Mentre calava il sipario sugli incubatori, gli incubatori risorgevano. Ovviamente, in Silicon Valley. Qui c’è però un problema semantico. Si chiamano ‘incubatori’, ma non sono incubatori. O meglio, lo sono, ma operano in una maniera diversa dagli incubatori precedenti. Gli americani, pragmatici come sono, li chiamano incubatori 2.0, o acceleratori. Insomma, sembrano la stessa cosa ma non lo sono. Gli incubatori di prima generazione davano un sacco di supporto all’imprenditore, soldi compresi; talmente tanti soldi che John Doerr, uno che se ne intende (ha investito in Google, Netscape e Amazon), ne storpiò il nome: li chiamò ‘inceneritori’. Quelli di seconda generazione, invece non danno soldi agli imprenditori, a meno che non abbiamo già creato un team operativo; e comunque gliene danno pochi, di soldi: quanti bastano per sopravvivere sei mesi al massimo. Poi i soldi finiscono e l’imprenditore e i membri del suo team sono gentilmente invitati a togliere il disturbo. Questo avviene sia che la start-up stia andando bene sia che stia andando male. L’idea è che se vai male all’inizio, c’è qualcosa che non va; e allora devi lasciare lo spazio a chi potrebbe essere messo meglio di te.
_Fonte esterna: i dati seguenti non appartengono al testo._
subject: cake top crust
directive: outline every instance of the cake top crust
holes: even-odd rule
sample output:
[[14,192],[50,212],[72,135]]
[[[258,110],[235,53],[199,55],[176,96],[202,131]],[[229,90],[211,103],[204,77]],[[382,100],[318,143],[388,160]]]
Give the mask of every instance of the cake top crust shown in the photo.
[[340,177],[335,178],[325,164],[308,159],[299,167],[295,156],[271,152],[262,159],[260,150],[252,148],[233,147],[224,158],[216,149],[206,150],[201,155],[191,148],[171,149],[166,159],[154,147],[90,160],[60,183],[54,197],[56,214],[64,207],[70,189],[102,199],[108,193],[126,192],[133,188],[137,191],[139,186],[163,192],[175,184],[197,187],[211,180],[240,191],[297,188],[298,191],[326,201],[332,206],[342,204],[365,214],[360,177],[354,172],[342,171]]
Insomma, una possibilità; hai una possibilità soltanto. Se la sprechi, sei fuori. Però sei fuori anche se vai bene, perché l’idea è che sei mesi, se sei bravo, sono sufficienti per raccogliere le idee, un po’ di attenzione, e soprattutto un po’ di altri soldi. Non per niente, questi incubatori 2.0 si chiamano anche ‘acceleratori’. A questo punto, sei pronto per spiccare il volo.

A differenza degli incubatori, gli acceleratori non offrono servizi standard ma consigli e contatti. Ora, non è che gli imprenditori del 2011 siano diversi da quelli del 1999. E’ che il mondo è cambiato: la tecnologia è meno sofisticata, costa meno, e ci sono più ingegneri. Sviluppare tecnologia è facile e costa poco; è trasformare il tutto in un’azienda e farci sopra dei soldi, che è diventato difficile. Ecco perché, se l’incubatore della prima generazione era una fabbrica, quello di seconda è una scuola. Entrare a far parte di un acceleratore oggi per un imprenditore e il suo team significa ricevere un primo livello di accettazione (il linguaggio corrente la definisce ‘validazione’) e soprattutto tanti, tanti consigli. E poi contatti, tanti contatti. Questa è l’economia della connessione, vero? E allora l’acceleratore offre visibilità, consigli, e contatti.

Con la proliferazione degli incubatori (o acceleratori), è emersa la necessità di differenziarne l’offerta. Oggi ci sono incubatori specificatamente disegnati per start-up nel digital social media, nel consumer market, nel software. E, appunto, Founders Den, il quale ospita – almeno teoricamente – i predestinati. Come Solomon Hykes, che è arrivato a Founders Den dopo essere rimasto tre mesi in un acceleratore tradizionale. La sua start-up, DotCloud, ha ricevuto un primo finanziamento di 10 mila dollari, e un secondo di 10 milioni di dollari, sei mesi dopo. Questo a dimostrazione che gli acceleratori funzionano.